Analysis of Environmental Data with Censored Observations
The potential threats to humans and to terrestrial and aquatic ecosystems from environmental contamination could depend on the sum of the concentrations of different chemicals. However, direct summation of environmental data is not generally feasible because it is common for some chemical concentrations to be recorded as being below the analytical reporting limit. This creates special problems in the analysis of the data. A new model selection procedure, named forward censored regression, is introduced for selecting an appropriate model for environmental data with censored observations. The procedure is demonstrated using concentrations of atrazine (2-chloro-4-ethylamino-6-isopropylamino-s-triazine), deethylatrazine (DEA, 2-amino-4-chloro-6-isopropylamino-s-triazine), and deisopropylatrazine (DIA, 2-amino-4-chloro-6-ethylamino-s-triazine) in groundwater in the midwestern United States by using the data derived from a previous study conducted by the U.S. Geological Survey. More than 80% of the observations for each compound for this study were left censored at 0.05 μg/L. The values for censored observations of atrazine, DEA, and DIA are imputed with the selected models. The summation of atrazine residue (atrazine + DEA + DIA) can then be calculated using the combination of observed and imputed values to generate a pseudo-complete data set.

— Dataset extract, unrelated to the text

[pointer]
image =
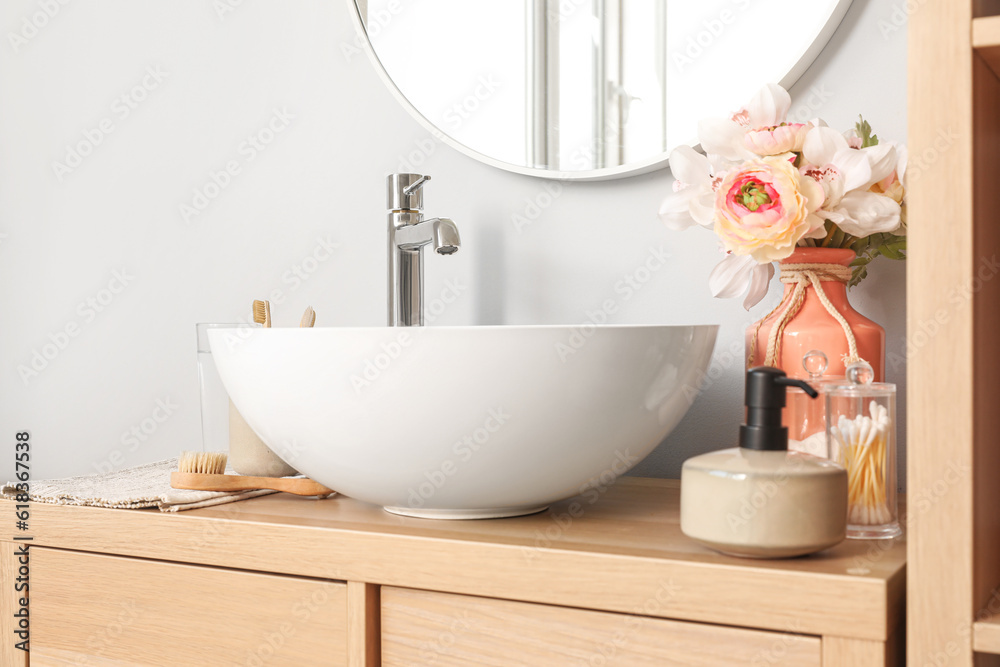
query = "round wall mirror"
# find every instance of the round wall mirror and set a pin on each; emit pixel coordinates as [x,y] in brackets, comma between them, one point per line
[585,89]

The all-subsets regression procedure is applied to the pseudo-complete data to select the final model for atrazine residue. The methodology presented can be used to analyze similar cases of environmental contamination involving censored data.
This article is published as Liu, Shiping, Jye-Chyi Lu, Dana W. Kolpin, and William Q. Meeker. "Analysis of environmental data with censored observations." Environmental Science & Technology 31, no. 12 (1997): 3358-3362. doi:10.1021/es960695x.